Calendly played an important role in the maturation of the city’s ecosystem.
Long before the billion-dollar valuation and the cover of Forbes, Awotona saw Atlanta as a unique space to grow an early idea. Awotona said he was drawn back to Atlanta to start his entrepreneurial journey in the mid-2000s because of the momentum already growing in the tech scene.
IBM (where Awotona started his career) acquired Atlanta-based ISS in 2006 for over $1 billion, and he was already looking up to the likes of Mailchimp and Pardot.
“In the early days of Calendly, there were already many examples of people who had done it here in Atlanta,” Awotona added. “And in the early days, people would ask me when I would be moving to San Francisco. And to me, that was a silly question. I’d already seen some good examples of successes here in Atlanta.”
Dickens recalled that when he was a chemical engineering student at Georgia Tech in the late 90s, “computer science talent bled to the coasts after graduation.”
“But Atlanta held its own enough to get to where now and have a critical mass of an ecosystem. Now, Atlanta has a resume,” Dickens added.
LESSONS IN SCALING IN ATLANTA
While Atlanta has “graduated,” Dickens was quick to add that “we know ourselves, but we still have to know a lot more about ourselves.”
Like all recent graduates, Awotona and Dickens both recognized that working through doubt is an important part of growth. Both men shared their personal experiences about what doubt looked like when scaling early-stage businesses.
“Sometimes people doubt you, and sometimes you quietly doubt yourself. But it’s an emotion that is made to move through you,” said Dickens. “If you rest in that emotion too long, that’s when it’s problematic. So when doubt hits, you have to let it move through you and move on past you. And you have to convey that to people who may rest in doubt about you…you have to get those people to move past the doubt about you.”
Dickens talked about building up his furniture business, City Living Home Furnishings, and learning the valuable lessons about needing to hire the right team members to drive success. That is a lesson he’s taken to City Hall.
For Awotona, doubt that has crept in over the journey has been used as an opportunity to bring clarity.
“I think first and foremost, anytime someone doubts, there’s probably some element of truth to what they’re saying,” he said. “And so I try to understand what it is that I know they don’t, and what do they know that I don’t.”

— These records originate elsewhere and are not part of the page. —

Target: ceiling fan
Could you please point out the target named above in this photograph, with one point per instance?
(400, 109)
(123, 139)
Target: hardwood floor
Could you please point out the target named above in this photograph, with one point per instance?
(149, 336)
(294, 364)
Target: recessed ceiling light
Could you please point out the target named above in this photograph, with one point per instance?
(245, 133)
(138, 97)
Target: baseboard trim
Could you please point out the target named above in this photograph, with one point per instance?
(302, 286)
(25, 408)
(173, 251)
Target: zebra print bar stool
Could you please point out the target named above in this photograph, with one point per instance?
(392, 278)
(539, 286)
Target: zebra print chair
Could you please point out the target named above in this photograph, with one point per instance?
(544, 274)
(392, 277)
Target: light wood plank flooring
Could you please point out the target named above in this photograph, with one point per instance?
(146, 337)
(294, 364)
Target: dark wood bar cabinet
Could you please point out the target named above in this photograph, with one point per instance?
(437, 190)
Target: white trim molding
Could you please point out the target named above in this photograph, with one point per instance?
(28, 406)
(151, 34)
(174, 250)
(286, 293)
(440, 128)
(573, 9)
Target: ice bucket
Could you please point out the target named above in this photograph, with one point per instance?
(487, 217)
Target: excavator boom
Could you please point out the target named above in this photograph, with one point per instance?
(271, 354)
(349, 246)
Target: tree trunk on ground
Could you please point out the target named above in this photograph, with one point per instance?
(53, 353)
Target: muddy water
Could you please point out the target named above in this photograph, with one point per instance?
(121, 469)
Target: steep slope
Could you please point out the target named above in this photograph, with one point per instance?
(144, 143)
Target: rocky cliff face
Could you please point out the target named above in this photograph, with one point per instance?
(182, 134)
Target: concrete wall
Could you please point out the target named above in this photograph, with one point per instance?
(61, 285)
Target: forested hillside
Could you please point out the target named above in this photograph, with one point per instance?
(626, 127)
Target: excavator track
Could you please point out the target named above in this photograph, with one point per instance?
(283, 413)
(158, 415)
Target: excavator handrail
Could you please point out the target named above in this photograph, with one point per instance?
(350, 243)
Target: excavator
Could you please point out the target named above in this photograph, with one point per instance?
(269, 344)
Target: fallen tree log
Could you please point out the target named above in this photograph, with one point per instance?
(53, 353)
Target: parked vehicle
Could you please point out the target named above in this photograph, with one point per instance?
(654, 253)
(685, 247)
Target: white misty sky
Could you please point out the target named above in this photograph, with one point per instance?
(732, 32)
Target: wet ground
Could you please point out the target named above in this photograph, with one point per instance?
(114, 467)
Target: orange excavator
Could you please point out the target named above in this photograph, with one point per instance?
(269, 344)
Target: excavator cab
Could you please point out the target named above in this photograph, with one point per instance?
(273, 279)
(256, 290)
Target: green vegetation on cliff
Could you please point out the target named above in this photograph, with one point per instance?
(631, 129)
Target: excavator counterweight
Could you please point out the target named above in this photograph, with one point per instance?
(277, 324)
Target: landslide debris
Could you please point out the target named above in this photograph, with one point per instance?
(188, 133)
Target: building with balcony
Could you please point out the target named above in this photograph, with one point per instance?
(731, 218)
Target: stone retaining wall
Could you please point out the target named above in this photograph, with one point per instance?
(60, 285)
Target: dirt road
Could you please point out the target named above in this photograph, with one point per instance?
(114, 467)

“Doubt is just an information gap,” Awotona added.
So what should Atlanta be focusing on in its “post-graduate” phase? Dickens and Awotana agreed it is about cultivating and retaining local talent and building up “cross-functional capabilities” to help someone turn a great idea into a scalable one.
“There’s a lot of capital for seed and Series A businesses, but there is a drop off in getting business from idea to their first $100K or so in revenue,” said Awotona. “It is one of the most difficult phases for a business. If you can get through that, there is a lot of support and capital to help you scale.”
“We have to be Inclusive in our excellence,” added Dickens. “When we tap all the way in…that’s something that generations in the future will be talking about.”